I don’t let my toddler have anything particularly noisy in the early mornings and we’re not even in a flat and my neighbour is deaf and has HIS tv louder than ours. But I keep the tv fairly low and jumping off furniture and slamming plastic toys about would be an instant NO! from me. They sound like shocking parents and massive inconsiderate twats.

Time for a direct less polite conversation- you don’t have to justify your reasons around your working life. Banging and running and screaming at 6am is unacceptable full stop.
“I know I’ve mentioned this before but the noise you are making in the early mornings is really started to affect my quality of sleep. I don’t know if you realise how loud it is but it’s very loud”.
No need to be apologetic to them - short and direct.

Grumpos · 27/05/2020 10:01

Don’t know why people are suggesting a nicely nicely approach. You’ve done that.

How would they like it if you played loud music and stomped around your flat at 7pm when they are trying to settle their toddler to sleep? Would they politely tell you how much they enjoy your music section but could you maybe possibly think about playing it half an hour later???
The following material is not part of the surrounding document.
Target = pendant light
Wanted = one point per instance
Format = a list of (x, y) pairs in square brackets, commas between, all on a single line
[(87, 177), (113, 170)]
Smallinthesmoke · 27/05/2020 10:02

I think you need to pick your battles. Ride-on noise before 8am, for example. That is unreasonable of them. They will be going through hell too being in lockdown with toddler and no nursery, playgrounds etc so focus on one thing and ask for it to stop completely please.
You live on the top two floors, are you sleeping on the top floor? Quite something for noise to travel two storeys. Shock

SuperSleepyBaby · 27/05/2020 10:04

Could you try playing white noise in the morning so you can sleep better?

Thesearmsofmine · 27/05/2020 10:06

YANBU I would have a gentle word just asking if they could limit the car/scooter to a bit later in the day.

All 3 of mine went through an early waking stage at that age and I used to keep them quiet with books or a bit of tv so we didn’t disturb my neighbour. Yes toddlers do get up early but it doesn’t mean they can wake everyone else up!

KKSlider · 27/05/2020 10:07

Don’t know why people are suggesting a nicely nicely approach.

Because OP and this family have to live next to one another and there's no need to go in all guns blazing when the toddler is more than likely going to eventually grow out of the 5am wake up and banging a scooter about phase?

Because if OP does end up needing to escalate it elsewhere (e.g., landlord to tell them to put rug down) them she needs to show she's acted reasonably too?

Because it's easy in MN to say "kick off" but in real life kicking off just makes the person doing the kicking off look like a dick?

ScarfLadysBag · 27/05/2020 10:15

@Washyourhandsyoufilthyanimal It's nothing to do with how much sleep you think someone should be getting. 5.30 is a ridiculous time for making that level of noise, toddler or not. They should not be allowing him to drive a scooter indoors at that kind of time in the morning, it's absurd! I have a toddler and would be furious if we got woken up at 5.30 every morning!

You chose to have a child and early morning risings come as part of that. OP did not choose to have a child and should not be getting woken up by that level of noise at 5.30.